Current paintings focus on making complex work with the minimum of means. The coloured ice forms are circular, placed in an evenly spaced grid arrangement. This ‘all over’ approach denies traditional artistic compositional devices, and also suggests the grids continuation beyond the picture plane. To me the grid represents order, an underlying mathematical structure. The grid also represents a high degree of entropy, as there are far more ways for the forms to be arranged randomly than to exist in equally spaced alignment.
The most recent series of work is based around the idea of all possible variations within a closed system. Each piece is composed of a grid of 875 individual forms, from a palette of 17 predetermined colours laid out at random. This means the amount of possible unique combinations is 17^875 . This is a number with 1000 digits. The estimated number of atoms in the observable universe is a number which is only 93 digits long.
Circles seem to me to be the most ‘neutral’ of all possible forms, perfectly symmetrical, and at once self contained but infinite. The circle also recalls orbits, like those of planets, galaxies or the particles within atoms. The ice replaces the brush as a vehicle for the application of paint, tracing and recording movement. Creating individual, independent forms of frozen paint, thousands of chance interactions occur, the colour reaching out in the spaces between the forms, akin to the propagation of energy fields of fundamental forces, reminiscent of neurones making connections.

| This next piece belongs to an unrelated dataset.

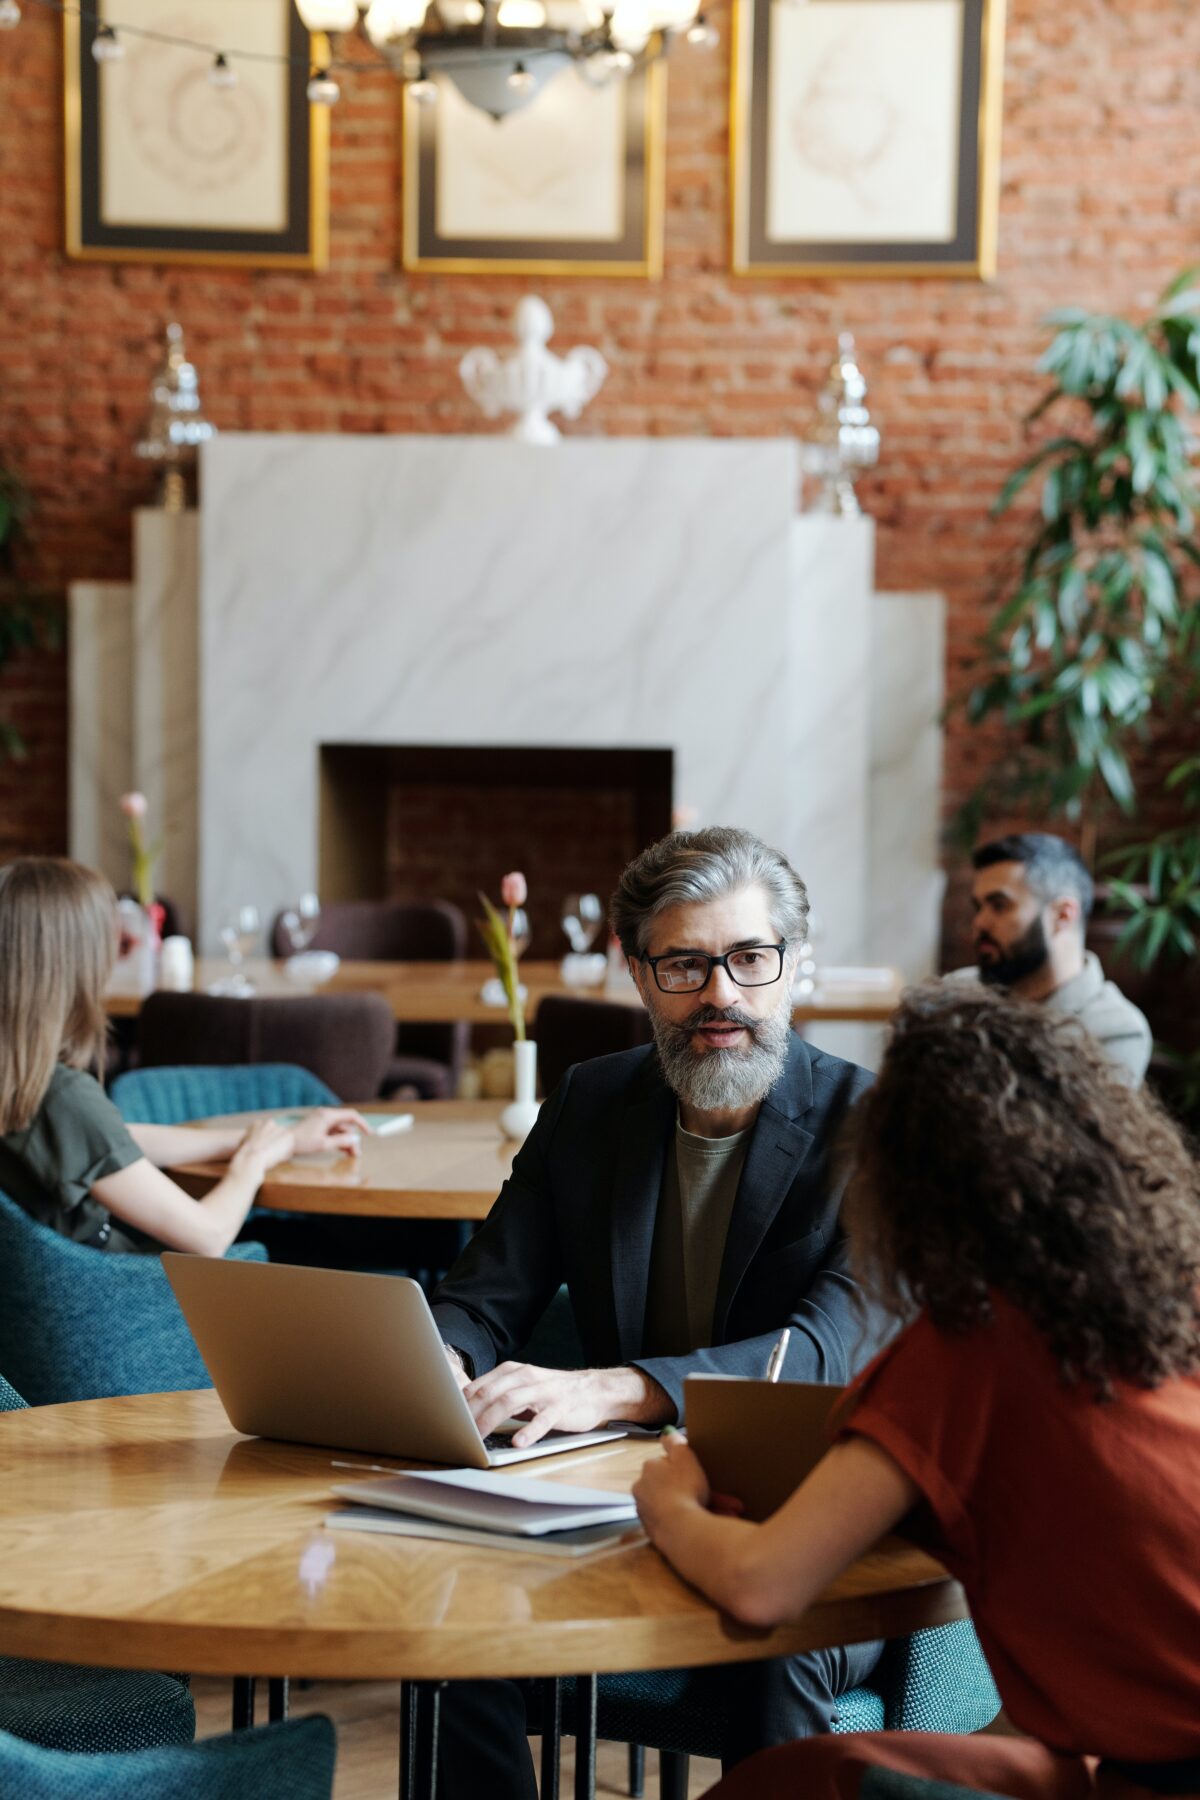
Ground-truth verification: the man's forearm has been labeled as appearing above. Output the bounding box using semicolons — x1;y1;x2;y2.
598;1365;674;1427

My paintings explore ‘Process Painting’, but they are also a synthesis of Hard Edged Abstraction and Colour Field Painting. The mix of intuitive and experimentation-based approaches of painters like Bridget Riley and Ian Davenport have been very important to me. I have also been equally inspired by Morris Louis, Ellsworth Kelly, Callum Innes, and Agnes Martin, whose painterly methodologies all share a commitment to an overarching system or technique based approach, and an exploration of the power of colour.
Working within preset boundaries, or imposing strict limitations on the creative process, generates deep and interesting ideas, allowing me to pass through into new process based, conceptual and artistic spaces, full of possibilities. The grid structure, colour and techniques in my work are all constrained in some way, yet I do not experience any feeling of limitation. The possibilities within these spaces seem limitless.
I often compare my work to musical composition: each individual ice form as a note, with its own colour, interacting together to create phrases, which join to make passages of varying lengths, tones and intensities. Taken overall, a painting can be seen as the capture of a performance, with harmonies, dissonances, counterpoint and rhythm. These musical similarities also reference to the often observed parallels between music, mathematics and physics. The vibrations of reality.